# Inspired by Ansel Adams



## UUilliam (Oct 18, 2010)




----------



## edouble (Oct 18, 2010)

I catch your drift but Ansel Adams wouldn't have underexposed it  Should have used a red filter as well Ansel Adams would have :er:


----------



## UUilliam (Oct 18, 2010)

LOL  
I just meant the black and white really 

also, Dom bower has a new website now it is Dom Bower Photo Blog
he also has a new youtube channel (for his tips n reviews, his old one is just for messing around now.)


----------



## edouble (Oct 18, 2010)

UUilliam said:


> LOL
> I just meant the black and white really
> 
> also, Dom bower has a new website now it is Dom Bower Photo Blog
> he also has a new youtube channel (for his tips n reviews, his old one is just for messing around now.)
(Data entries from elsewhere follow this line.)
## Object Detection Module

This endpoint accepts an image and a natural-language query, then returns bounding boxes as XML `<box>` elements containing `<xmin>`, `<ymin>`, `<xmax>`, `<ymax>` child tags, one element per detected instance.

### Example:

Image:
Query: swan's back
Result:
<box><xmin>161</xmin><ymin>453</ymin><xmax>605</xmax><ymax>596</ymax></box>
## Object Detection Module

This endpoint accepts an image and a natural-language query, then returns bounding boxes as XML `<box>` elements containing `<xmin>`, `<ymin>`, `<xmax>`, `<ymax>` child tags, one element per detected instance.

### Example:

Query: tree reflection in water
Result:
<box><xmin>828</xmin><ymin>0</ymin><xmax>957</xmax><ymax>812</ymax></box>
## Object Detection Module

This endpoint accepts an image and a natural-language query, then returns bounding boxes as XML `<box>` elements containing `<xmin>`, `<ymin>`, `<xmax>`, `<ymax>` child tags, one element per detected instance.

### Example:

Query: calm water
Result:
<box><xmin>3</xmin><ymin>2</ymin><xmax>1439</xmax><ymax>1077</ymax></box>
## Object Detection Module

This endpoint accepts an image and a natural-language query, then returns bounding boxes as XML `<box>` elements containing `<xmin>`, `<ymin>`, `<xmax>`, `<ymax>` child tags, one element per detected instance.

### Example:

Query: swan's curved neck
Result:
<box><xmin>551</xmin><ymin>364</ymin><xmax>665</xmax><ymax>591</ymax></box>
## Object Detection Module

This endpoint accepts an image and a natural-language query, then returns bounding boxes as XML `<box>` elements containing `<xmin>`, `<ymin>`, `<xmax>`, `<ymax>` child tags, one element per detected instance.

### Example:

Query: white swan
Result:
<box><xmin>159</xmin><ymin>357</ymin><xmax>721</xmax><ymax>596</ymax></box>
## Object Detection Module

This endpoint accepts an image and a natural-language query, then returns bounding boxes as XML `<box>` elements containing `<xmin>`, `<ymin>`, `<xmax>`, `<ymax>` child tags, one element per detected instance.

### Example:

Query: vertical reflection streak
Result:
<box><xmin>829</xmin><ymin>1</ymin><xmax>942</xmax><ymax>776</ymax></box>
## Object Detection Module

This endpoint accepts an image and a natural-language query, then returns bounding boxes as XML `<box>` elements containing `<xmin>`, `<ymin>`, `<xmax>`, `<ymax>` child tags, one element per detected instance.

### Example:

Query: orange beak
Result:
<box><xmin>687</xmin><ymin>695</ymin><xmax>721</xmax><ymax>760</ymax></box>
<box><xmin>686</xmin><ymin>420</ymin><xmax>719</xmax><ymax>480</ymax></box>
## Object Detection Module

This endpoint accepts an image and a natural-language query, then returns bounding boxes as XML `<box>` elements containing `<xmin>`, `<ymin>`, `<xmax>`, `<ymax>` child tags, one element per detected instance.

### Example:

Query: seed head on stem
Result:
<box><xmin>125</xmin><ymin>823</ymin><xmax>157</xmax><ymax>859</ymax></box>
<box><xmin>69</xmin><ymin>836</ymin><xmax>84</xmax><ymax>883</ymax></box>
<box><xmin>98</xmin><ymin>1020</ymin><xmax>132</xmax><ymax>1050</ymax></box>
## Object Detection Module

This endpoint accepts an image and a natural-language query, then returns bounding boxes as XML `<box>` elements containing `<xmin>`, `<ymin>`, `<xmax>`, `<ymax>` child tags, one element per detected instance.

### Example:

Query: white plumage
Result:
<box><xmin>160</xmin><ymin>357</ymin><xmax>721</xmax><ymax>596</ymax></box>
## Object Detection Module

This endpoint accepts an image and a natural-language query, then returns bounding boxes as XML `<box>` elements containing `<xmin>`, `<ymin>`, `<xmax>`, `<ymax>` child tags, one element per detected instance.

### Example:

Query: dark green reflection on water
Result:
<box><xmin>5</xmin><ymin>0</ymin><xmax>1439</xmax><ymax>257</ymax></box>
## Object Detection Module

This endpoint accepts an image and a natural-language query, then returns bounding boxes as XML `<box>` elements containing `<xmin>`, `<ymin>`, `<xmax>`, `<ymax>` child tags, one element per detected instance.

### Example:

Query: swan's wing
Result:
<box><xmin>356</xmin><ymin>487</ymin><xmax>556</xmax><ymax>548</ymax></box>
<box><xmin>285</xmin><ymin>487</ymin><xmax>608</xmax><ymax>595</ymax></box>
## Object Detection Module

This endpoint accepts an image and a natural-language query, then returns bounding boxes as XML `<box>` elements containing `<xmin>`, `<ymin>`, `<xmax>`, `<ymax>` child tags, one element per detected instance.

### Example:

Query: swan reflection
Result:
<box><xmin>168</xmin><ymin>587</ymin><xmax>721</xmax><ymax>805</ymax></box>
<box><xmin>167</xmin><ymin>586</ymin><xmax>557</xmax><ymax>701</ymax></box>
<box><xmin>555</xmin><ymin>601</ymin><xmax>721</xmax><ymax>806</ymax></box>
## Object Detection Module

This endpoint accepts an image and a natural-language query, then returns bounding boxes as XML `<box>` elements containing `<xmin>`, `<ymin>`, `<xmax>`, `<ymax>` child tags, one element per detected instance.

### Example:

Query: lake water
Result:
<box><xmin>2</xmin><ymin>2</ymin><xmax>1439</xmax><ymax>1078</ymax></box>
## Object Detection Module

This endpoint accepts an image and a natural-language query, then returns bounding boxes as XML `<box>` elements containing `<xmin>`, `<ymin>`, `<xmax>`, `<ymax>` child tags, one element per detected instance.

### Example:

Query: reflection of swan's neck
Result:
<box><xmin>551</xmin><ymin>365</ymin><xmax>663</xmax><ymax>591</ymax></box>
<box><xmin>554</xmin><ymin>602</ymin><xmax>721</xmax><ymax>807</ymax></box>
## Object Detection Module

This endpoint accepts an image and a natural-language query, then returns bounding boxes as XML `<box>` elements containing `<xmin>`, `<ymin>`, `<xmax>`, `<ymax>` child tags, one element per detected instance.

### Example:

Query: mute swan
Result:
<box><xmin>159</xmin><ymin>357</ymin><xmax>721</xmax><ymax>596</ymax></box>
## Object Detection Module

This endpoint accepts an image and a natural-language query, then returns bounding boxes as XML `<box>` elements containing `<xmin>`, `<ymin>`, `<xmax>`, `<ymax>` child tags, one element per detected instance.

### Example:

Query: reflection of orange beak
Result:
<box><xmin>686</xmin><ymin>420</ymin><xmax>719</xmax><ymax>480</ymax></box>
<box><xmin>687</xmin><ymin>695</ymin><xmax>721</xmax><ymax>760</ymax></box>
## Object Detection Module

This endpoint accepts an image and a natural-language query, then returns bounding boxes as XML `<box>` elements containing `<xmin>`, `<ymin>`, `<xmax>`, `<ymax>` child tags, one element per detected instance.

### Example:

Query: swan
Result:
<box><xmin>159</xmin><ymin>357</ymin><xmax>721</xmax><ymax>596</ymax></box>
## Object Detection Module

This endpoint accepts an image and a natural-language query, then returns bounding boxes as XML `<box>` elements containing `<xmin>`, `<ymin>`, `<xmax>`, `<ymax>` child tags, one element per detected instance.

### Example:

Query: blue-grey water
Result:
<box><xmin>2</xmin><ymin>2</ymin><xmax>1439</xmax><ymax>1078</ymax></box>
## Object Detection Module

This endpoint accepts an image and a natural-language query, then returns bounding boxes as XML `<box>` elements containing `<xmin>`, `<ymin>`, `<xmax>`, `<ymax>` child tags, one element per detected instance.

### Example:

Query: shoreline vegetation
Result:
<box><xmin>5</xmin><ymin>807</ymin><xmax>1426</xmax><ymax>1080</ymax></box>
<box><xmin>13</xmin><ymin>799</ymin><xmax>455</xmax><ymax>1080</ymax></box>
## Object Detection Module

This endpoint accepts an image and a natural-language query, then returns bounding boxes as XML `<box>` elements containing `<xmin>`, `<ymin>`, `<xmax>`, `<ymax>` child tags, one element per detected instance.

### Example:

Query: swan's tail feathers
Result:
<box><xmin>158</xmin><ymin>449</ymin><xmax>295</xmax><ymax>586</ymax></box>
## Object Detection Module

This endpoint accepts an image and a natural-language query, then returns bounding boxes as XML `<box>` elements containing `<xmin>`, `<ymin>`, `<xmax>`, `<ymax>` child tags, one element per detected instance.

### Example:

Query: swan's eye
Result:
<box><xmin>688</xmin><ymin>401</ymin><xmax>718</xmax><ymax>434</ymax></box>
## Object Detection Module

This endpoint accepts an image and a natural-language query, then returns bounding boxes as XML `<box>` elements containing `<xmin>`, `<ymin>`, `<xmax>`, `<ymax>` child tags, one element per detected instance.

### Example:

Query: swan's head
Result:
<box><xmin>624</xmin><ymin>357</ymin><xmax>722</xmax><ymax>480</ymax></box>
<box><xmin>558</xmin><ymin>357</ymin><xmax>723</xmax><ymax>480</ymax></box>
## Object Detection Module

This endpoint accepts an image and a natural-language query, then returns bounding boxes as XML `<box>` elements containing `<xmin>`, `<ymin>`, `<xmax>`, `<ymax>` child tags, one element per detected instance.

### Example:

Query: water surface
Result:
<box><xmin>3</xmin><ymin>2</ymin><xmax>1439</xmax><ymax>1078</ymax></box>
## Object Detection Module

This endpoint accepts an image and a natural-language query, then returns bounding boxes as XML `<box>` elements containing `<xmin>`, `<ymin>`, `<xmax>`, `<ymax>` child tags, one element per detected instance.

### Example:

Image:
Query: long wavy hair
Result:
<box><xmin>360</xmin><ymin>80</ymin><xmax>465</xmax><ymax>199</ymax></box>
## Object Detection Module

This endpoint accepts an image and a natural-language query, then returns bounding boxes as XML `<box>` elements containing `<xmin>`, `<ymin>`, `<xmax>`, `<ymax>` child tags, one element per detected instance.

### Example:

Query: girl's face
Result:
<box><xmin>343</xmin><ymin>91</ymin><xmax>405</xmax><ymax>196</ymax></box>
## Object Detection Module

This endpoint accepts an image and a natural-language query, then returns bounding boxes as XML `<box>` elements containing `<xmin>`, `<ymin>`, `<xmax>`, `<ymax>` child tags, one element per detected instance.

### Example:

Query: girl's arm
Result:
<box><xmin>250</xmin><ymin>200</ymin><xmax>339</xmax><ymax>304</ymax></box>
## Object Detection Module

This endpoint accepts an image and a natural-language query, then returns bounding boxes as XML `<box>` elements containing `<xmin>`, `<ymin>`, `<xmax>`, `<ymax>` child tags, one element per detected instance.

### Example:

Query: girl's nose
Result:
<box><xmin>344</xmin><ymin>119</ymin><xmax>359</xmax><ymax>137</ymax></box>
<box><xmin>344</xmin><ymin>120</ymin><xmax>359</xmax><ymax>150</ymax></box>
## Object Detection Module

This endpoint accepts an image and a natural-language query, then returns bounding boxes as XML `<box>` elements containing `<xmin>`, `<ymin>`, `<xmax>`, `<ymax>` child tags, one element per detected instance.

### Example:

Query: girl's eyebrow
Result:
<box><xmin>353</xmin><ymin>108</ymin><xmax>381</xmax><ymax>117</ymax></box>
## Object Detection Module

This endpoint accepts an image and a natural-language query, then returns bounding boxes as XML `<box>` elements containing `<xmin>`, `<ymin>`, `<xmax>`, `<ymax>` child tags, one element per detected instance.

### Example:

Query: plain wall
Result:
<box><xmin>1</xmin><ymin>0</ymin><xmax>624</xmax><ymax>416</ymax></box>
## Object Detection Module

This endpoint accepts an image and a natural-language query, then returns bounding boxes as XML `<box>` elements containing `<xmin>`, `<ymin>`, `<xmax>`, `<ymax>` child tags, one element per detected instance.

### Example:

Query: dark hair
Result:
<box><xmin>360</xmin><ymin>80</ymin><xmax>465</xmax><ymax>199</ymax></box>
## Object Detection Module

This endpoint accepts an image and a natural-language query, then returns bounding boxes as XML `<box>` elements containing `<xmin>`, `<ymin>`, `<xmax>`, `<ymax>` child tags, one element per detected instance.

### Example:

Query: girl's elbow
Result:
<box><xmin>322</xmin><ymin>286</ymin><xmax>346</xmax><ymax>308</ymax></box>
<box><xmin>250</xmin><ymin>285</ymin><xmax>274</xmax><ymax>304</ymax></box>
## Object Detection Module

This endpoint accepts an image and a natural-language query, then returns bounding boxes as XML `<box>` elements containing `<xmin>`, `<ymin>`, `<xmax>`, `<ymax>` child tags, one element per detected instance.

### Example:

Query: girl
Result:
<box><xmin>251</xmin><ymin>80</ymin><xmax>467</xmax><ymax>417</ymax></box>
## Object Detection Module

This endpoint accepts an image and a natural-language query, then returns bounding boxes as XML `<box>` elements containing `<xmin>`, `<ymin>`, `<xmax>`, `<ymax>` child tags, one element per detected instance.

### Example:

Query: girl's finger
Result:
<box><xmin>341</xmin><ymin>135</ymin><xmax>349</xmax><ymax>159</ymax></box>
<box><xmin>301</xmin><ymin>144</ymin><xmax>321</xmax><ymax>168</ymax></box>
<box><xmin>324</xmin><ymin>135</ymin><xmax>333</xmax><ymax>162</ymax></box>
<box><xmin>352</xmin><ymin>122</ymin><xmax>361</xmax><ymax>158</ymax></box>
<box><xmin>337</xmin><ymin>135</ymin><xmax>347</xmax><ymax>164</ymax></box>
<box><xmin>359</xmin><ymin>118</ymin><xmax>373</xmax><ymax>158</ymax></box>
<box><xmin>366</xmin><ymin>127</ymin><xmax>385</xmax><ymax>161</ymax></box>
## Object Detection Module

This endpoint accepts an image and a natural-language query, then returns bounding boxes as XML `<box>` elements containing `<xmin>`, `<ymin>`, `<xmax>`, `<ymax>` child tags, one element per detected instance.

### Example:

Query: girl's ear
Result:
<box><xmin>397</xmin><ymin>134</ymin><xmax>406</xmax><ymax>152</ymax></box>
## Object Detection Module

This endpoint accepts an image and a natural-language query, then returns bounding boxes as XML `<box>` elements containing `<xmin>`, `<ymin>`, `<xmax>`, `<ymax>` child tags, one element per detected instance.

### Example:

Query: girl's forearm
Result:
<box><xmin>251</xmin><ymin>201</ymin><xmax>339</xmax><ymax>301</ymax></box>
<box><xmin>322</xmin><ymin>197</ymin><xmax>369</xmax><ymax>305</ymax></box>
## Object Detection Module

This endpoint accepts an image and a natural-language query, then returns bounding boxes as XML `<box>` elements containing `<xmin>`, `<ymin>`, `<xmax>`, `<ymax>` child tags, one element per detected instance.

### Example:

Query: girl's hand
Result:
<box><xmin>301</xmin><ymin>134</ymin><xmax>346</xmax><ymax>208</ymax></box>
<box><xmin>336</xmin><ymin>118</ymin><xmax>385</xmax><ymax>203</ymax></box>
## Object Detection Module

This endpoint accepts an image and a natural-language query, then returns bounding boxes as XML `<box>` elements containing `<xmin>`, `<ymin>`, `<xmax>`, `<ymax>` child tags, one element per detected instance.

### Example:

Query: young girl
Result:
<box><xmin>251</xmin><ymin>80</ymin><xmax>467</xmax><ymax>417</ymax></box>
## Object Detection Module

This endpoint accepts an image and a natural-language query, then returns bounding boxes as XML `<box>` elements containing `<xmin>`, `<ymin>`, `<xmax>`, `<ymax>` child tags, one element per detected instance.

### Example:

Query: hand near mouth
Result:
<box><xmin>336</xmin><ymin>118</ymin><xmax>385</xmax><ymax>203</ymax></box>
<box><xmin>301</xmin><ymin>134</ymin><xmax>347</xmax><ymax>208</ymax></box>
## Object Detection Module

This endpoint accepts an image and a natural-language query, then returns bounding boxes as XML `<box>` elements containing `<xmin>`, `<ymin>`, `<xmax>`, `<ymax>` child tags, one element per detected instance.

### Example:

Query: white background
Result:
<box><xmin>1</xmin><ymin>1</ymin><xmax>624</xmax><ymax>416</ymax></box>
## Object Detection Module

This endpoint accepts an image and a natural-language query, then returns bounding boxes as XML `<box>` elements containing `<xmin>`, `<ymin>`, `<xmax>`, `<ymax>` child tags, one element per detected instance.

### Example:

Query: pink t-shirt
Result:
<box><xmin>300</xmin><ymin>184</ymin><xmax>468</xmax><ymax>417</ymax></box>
Awesome I can't wait to check it out!


----------



## DirtyDFeckers (Oct 18, 2010)

I like this shot... it's inspiring... Maybe up the exposure just a bit, and you'll be good to go.


----------



## AnselAdams (Oct 29, 2010)




----------



## Phil Holland (Oct 29, 2010)

Nice photo. Thanks for sharing.


----------



## photoguy222 (Oct 29, 2010)

Love some of these--this one is inspired by Ansel Adams that I took...





shutterflytravel.com (this is a travel photo group where it was taken)


----------



## TiCoyote (Oct 29, 2010)

I don't really like the ghosting in the second image.  Also, perhaps still underexposed.


----------